The creators of USB Armory also created TamaGo, instead of using Rust, exactly for the same reasons, to prove a point.

https://github.com/usbarmory/tamago

https://reversec.com/usb-armory/

Because in IT, seeing is believing.



It's also a good way to learn about UEFI for people most familiar with go.


Quite apart from that, an EFI shell that's less awful than the standard UEFI one is an interesting project in its own right...


I've been idly following this stuff on & off for years, but I never saw proving a point "instead of using Rust" as one of the motivations of the project. Was that ever stated anywhere?


Yes,

> Languages like Rust have already proven they role in bare metal world, Go on the other hand needs to … and it really can!

From https://fiif.fi/wp-content/uploads/sites/9/2021/06/TamaGo.pd...


That's a shame, I was hoping it would be so I could boot thousands of kernels in parallel at once


No amount of proven points will give Go null safety, though.


Yet the whole Docker, Kubernetes, CNCF ecosystem is powered by Go, doesn't seem to have been hindered by lack of null safety.

Same applies to GCP, AWS and Azure, powered mostly by Java, C# and C++.

People should stop being so obsessed with one specific language feature, when there is so much C and C++ code being produced every day.


And Linux kernel is written in C etc, so by this logic you don't even need memory safety. There is no good excuse for designing a language in modern times (this century) with every object nullable by default. C# at least mostly has solved this design mistake later by introducing nullable reference types (https://learn.microsoft.com/en-us/dotnet/csharp/nullable-ref...). Then again, Go designers insisted that generics were also unnecessary, until they changed their mind.


On the contrary, because there we have 40 years of security exploits to prove otherwise, and Linux kernel has plenty of CVEs.

C# solution doesn't work, most projects never adopted it, because it is a mess to use with third party libraries that never bothered to add the required annotations, hence why it is still a warning and optional to this day.


I’m not sure which .NET libraries you are referring to, but all the ones we use have nullable reference types enabled. If you configure warnings as errors (as you should), then it works exceptionally well. Even if you were to use a library where nullable reference types are not enabled, you only need to check for null once during the library call, rather than everywhere in your codebase.

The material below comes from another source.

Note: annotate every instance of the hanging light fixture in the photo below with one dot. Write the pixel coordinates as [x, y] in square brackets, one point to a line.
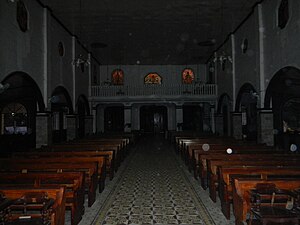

What? NRTs are used everywhere with WarningAsErrors:nullable also gaining popularity. Whatever environment you are dealing with C# in, if it’s the opposite I suggest getting away from that ASAP.


sidenote: just a heads up that I tried emailing you recently to let you know that you might want to contact the HN mods to find out why all your comments get set to dead/hidden automatically.

Your account might have triggered some flag sometime back and relies on users vouching for your comments so they can become visible again.



ah thank you for the context


I saw the email, and thanks. This is okay - I did not exercise (nor anyone should) good impulse control when dealing with bad faith arguments, which inevitably led to an account ban. Either way, Merry Christas!


If one can't write safe C code, then maybe stick to web development and leave the bootloaders and UEFI stuff to people who can.

Training wheels are merely a race to the bottom for barely-literate programmers.


The number of memory safety CVEs written in C by people who ostensibly 'didn't need training wheels' point strongly to the antithesis of your argument.

And I say that as someone who's been a kernel engineer for 20 years.


Nah, people ignore on purpose that C creators are the first to acknowledge C's flaws, hence why Alef, Limbo and Go were created by them, and Plan 9/Inferno as improvements on UNIX.

Too many focus on where the journey started instead of where it ended.


There are only people who think they can write safe C code and those who know they can’t.


Including the language authors, let that sink in.


Yeah, it’s very much like the meme showing the bell curve with the novice and the wizard/expert both saying “I can’t write safe C code” and the guy in the middle bragging that he can.